Posttraumatic Growth, Jesus & the Lotus in a Spiritual Democracy

I read a news story this week that made me feel like I am actually now living in Margaret Atwood's famous novel, that was recently made into a television series, The Handmaid's Tale.


The title of the article on NPR.org was "Court Puts A Hold On Order That Approved Undocumented Teen's Abortion."

The article told the story of a 17 year-old girl who left her home country by herself to enter the United States without immigration papers, and she was in early pregnancy.
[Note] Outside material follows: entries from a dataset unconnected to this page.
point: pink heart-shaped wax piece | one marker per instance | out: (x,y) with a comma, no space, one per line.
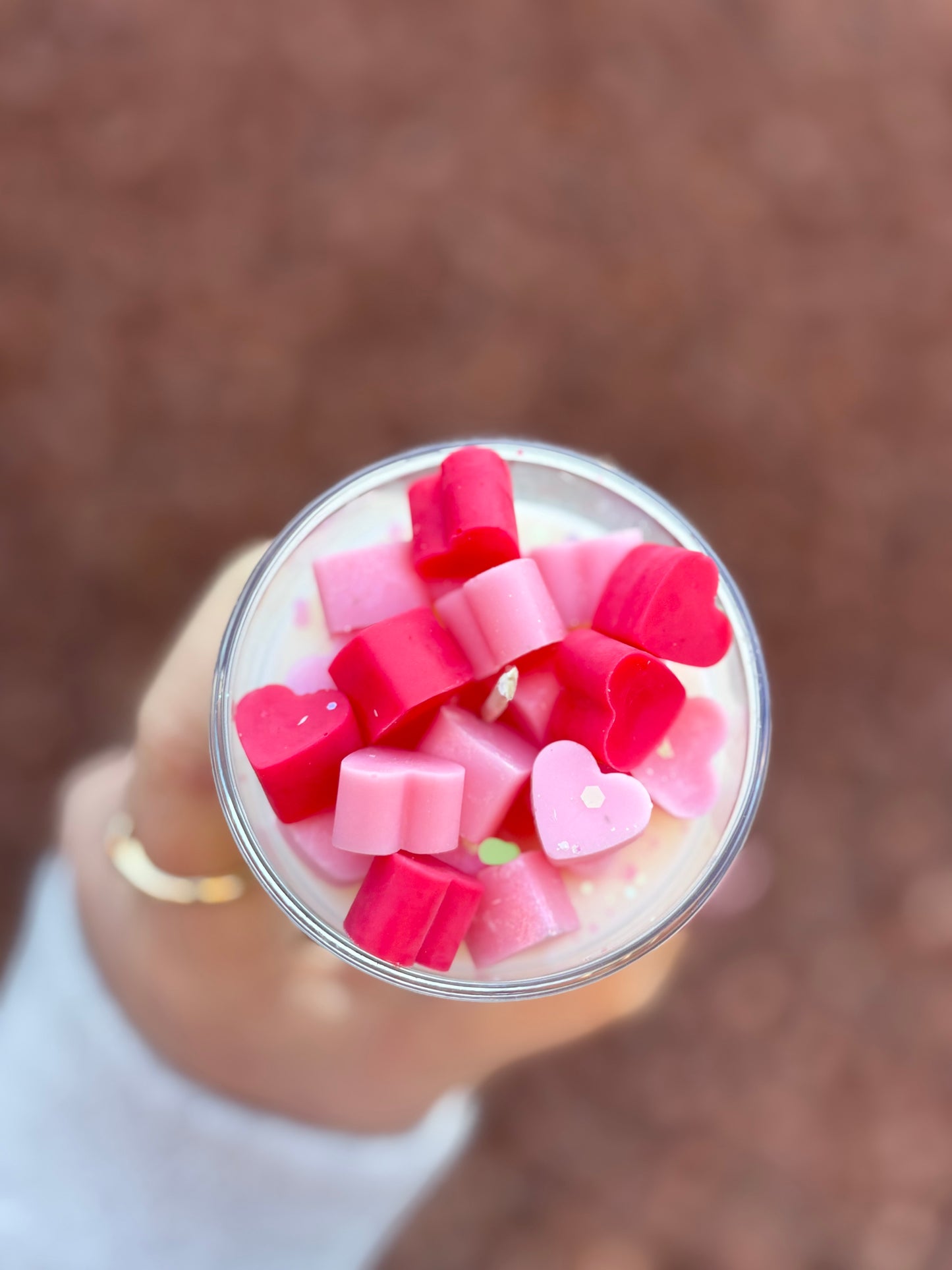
(663,600)
(678,775)
(578,809)
(294,743)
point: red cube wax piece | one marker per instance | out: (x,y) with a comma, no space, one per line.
(616,701)
(663,600)
(399,668)
(452,921)
(397,904)
(296,746)
(464,517)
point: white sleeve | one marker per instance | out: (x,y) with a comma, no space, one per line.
(109,1159)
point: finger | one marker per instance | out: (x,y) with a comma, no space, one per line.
(172,795)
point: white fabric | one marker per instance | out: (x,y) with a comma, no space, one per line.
(109,1160)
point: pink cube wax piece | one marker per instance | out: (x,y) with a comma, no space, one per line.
(294,745)
(451,923)
(497,764)
(523,904)
(310,675)
(464,517)
(501,615)
(398,800)
(531,708)
(311,840)
(398,670)
(576,573)
(360,589)
(395,907)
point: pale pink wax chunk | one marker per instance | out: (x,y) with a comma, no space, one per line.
(531,708)
(398,800)
(580,811)
(576,573)
(523,904)
(497,764)
(501,615)
(311,840)
(360,589)
(464,860)
(678,775)
(310,675)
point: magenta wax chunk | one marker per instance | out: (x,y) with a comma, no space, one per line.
(576,573)
(616,701)
(663,600)
(398,670)
(296,745)
(367,586)
(523,904)
(501,615)
(464,519)
(398,800)
(497,764)
(451,923)
(397,904)
(311,841)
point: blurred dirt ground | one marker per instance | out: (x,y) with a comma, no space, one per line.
(245,248)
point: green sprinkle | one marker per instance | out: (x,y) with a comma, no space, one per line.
(497,851)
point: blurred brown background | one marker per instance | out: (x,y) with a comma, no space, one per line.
(246,246)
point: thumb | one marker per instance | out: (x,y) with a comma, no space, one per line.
(172,798)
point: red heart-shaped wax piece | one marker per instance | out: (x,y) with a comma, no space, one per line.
(617,701)
(296,745)
(663,600)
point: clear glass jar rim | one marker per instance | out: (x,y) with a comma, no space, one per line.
(409,464)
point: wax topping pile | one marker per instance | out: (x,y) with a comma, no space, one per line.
(491,723)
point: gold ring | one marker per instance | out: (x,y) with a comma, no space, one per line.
(132,863)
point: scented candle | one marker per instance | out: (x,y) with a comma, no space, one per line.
(626,900)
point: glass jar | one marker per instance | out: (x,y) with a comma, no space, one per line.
(629,904)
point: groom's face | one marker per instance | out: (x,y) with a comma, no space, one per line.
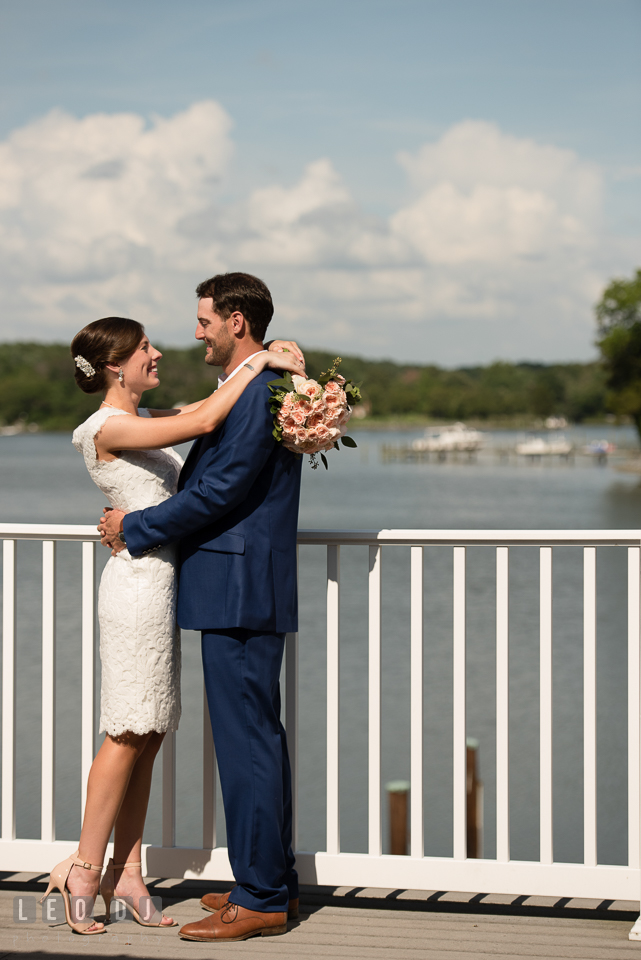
(215,333)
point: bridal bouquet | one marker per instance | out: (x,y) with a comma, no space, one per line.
(311,416)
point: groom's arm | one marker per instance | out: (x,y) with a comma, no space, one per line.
(236,461)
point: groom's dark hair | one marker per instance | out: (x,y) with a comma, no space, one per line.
(242,292)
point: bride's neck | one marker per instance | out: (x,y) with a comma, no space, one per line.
(122,400)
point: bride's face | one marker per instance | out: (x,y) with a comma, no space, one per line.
(140,370)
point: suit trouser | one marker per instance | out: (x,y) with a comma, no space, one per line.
(242,671)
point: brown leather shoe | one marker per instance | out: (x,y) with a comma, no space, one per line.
(216,901)
(235,923)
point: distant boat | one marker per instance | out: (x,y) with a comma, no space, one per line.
(599,448)
(541,447)
(556,423)
(456,438)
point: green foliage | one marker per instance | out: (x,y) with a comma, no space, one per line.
(619,319)
(37,385)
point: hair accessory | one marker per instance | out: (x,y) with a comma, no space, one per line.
(85,366)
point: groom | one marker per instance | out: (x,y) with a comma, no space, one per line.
(235,520)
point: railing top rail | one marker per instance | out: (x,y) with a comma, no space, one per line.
(470,537)
(48,531)
(632,538)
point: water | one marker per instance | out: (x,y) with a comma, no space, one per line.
(43,479)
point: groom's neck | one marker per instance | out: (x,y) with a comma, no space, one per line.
(244,348)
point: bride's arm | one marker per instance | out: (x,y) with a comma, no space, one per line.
(143,433)
(275,346)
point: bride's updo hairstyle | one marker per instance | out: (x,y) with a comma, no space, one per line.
(111,340)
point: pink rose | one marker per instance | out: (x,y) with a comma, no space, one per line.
(336,399)
(308,388)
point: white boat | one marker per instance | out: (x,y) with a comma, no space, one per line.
(599,448)
(455,438)
(541,447)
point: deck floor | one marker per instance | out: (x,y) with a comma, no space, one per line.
(336,932)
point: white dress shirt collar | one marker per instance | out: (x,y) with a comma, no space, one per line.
(223,378)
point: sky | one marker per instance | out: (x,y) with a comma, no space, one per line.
(431,181)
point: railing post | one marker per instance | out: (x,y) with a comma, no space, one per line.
(545,704)
(333,690)
(374,704)
(47,809)
(459,718)
(502,707)
(87,734)
(8,689)
(634,719)
(589,707)
(416,702)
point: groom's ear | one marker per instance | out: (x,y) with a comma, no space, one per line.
(238,324)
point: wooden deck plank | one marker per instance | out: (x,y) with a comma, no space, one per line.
(339,933)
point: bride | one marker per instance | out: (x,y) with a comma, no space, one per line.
(127,451)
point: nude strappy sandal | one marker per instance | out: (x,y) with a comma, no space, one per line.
(108,886)
(58,881)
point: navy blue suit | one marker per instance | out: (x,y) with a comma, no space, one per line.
(235,518)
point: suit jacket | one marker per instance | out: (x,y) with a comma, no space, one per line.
(235,517)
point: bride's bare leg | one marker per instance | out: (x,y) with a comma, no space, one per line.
(109,779)
(130,823)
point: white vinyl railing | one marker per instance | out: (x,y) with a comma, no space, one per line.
(416,871)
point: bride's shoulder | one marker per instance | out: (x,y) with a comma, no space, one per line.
(87,430)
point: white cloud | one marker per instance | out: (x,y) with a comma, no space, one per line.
(498,252)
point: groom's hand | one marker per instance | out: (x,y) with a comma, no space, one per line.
(109,528)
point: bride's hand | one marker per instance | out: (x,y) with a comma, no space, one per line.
(282,346)
(282,361)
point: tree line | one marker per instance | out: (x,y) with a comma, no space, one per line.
(37,385)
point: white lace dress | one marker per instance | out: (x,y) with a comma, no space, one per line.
(139,639)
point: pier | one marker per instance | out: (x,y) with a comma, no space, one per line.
(370,903)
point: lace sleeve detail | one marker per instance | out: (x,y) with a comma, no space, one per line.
(84,436)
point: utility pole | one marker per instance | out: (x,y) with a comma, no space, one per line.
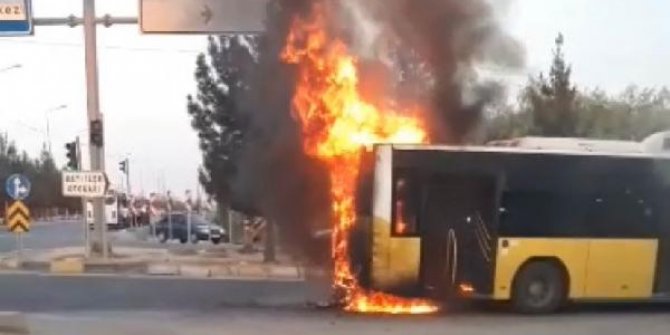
(97,151)
(84,210)
(128,176)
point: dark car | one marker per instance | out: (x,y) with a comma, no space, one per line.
(201,230)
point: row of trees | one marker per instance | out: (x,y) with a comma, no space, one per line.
(45,197)
(553,106)
(548,105)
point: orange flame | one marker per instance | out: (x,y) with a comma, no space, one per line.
(337,124)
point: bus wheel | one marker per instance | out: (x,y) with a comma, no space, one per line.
(538,288)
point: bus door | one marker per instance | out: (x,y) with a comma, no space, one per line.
(457,235)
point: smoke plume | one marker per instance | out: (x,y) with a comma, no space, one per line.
(411,52)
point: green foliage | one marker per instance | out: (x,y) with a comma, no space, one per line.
(551,102)
(219,110)
(554,107)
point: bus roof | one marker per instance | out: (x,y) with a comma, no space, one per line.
(526,150)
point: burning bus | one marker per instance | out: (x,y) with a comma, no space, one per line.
(531,226)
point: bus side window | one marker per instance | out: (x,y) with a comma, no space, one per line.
(404,207)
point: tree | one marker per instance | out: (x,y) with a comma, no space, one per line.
(219,110)
(552,102)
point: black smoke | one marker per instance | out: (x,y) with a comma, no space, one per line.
(428,52)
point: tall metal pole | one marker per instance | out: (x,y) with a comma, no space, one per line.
(84,210)
(128,176)
(97,153)
(46,116)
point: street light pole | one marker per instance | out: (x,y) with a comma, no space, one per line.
(97,154)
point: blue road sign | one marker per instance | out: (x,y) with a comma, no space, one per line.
(17,186)
(16,18)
Now in a detention center in Brownsville, Texas, according to court records, the minor stated that the U.S. federal government "forced me to obtain counseling from a religiously affiliated crisis pregnancy center where I was forced to look at the sonogram."

And even though a Texas judge had already approved the 17 year-old girl's right to an abortion earlier in the week, the U.S. federal government stepped in with an appeal to stop it.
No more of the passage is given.